Nonetheless, I think that community dance practitioners have long argued that there are significant instrumental benefits to people participating in community dance: improved academic and physical achievement; emotional, physical and social well being for individuals and communities; improvements in general and specific health conditions (for example obesity and cardio vascular performance). I would argue that these benefits are an important corollary of engaging in dance, but they are dependent on a deep and quality engagement in the art making process of dance:
· Striving for excellence in the process
· Doing the best we can
· Celebrating what we can do, rather than pointing up what we can’t do
· Paying attention to the quality of the dancing
· Having a say in what the dance is about and how it is made
· Having a voice about who the audience is and the context in how the dance is seen and experienced
· Reflecting seriously and critically about how successful or otherwise the dance was in achieving its vision and aims, not just basking in the afterglow of warm wishes by relatives and friends

And I think community dance at its best does these things, as a sector it has successfully developed as part of the infrastructure of the dance ecology in the UK. Our national ballet companies partner up with community dance expertise with amazing public success as in the Ballet Hoo project undertaken by Birmingham Royal Ballet.

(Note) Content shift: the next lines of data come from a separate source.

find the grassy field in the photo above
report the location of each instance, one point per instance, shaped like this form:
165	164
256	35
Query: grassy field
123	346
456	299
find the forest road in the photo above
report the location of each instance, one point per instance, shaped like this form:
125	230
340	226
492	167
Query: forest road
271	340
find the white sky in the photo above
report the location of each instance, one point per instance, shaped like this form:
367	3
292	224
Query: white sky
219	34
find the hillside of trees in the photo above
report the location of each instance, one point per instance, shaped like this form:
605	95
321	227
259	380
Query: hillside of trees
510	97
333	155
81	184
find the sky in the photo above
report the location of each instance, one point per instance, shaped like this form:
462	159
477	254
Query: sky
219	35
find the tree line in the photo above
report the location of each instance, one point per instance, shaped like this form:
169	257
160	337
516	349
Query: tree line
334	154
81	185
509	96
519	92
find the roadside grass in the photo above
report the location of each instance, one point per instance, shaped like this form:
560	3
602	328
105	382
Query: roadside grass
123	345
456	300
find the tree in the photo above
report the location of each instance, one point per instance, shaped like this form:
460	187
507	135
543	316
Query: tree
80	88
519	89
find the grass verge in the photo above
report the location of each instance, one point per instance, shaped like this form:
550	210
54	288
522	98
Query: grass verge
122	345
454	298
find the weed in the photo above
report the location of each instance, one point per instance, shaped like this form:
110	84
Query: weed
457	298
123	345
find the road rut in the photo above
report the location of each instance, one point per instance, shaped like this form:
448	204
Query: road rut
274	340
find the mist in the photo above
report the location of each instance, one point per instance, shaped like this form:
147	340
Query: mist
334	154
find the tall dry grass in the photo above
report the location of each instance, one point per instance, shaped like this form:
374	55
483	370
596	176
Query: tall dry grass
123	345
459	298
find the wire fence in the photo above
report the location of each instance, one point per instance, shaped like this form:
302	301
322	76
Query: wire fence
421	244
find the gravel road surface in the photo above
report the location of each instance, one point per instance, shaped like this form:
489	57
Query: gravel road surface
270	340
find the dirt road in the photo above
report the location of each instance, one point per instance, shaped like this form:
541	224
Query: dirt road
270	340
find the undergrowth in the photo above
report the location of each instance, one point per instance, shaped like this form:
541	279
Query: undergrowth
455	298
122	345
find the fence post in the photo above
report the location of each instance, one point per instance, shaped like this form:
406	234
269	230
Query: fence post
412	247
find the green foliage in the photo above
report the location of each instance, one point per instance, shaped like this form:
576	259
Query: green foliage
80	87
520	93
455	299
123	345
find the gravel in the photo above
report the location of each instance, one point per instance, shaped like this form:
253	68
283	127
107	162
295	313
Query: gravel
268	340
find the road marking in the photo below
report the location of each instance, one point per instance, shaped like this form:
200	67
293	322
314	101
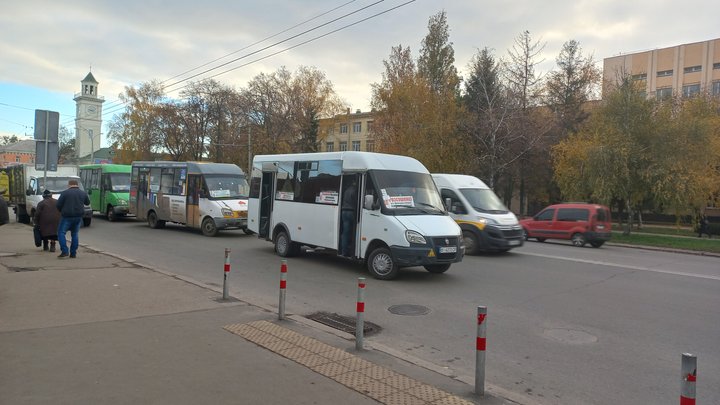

Most of our middle scale and smaller scale companies take their performances to venues all across the country performing in village halls and on city streets as well as more obvious venues and diversify their audiences by running workshops and residencies in partnership with these venues thereby connecting with a community dance infrastructure and appetite not seen in mainstream theatre, music and visual arts in quite the same way. Siobhan Davies Dance Company are developing deep relationships with the community immediately adjacent to their stunning new centre in South London. We have a network of dance organisations at regional, sub-regional and local levels committed to widening access and increasing participation in the art of dance with all sections of the community. We have a wide range of organisations working on a voluntary and commercial basis to introduce people to all kinds of dance and dancing and dance across all the cultural traditions we now are heir to. We have an increasingly solid youth dance movement, which will hopefully give these young artists a lifelong relationship with dance. We are a world leader in the UK for our work in making the UK a dancing nation where men of my generation no longer say with impunity ‘I’m not a dancer’.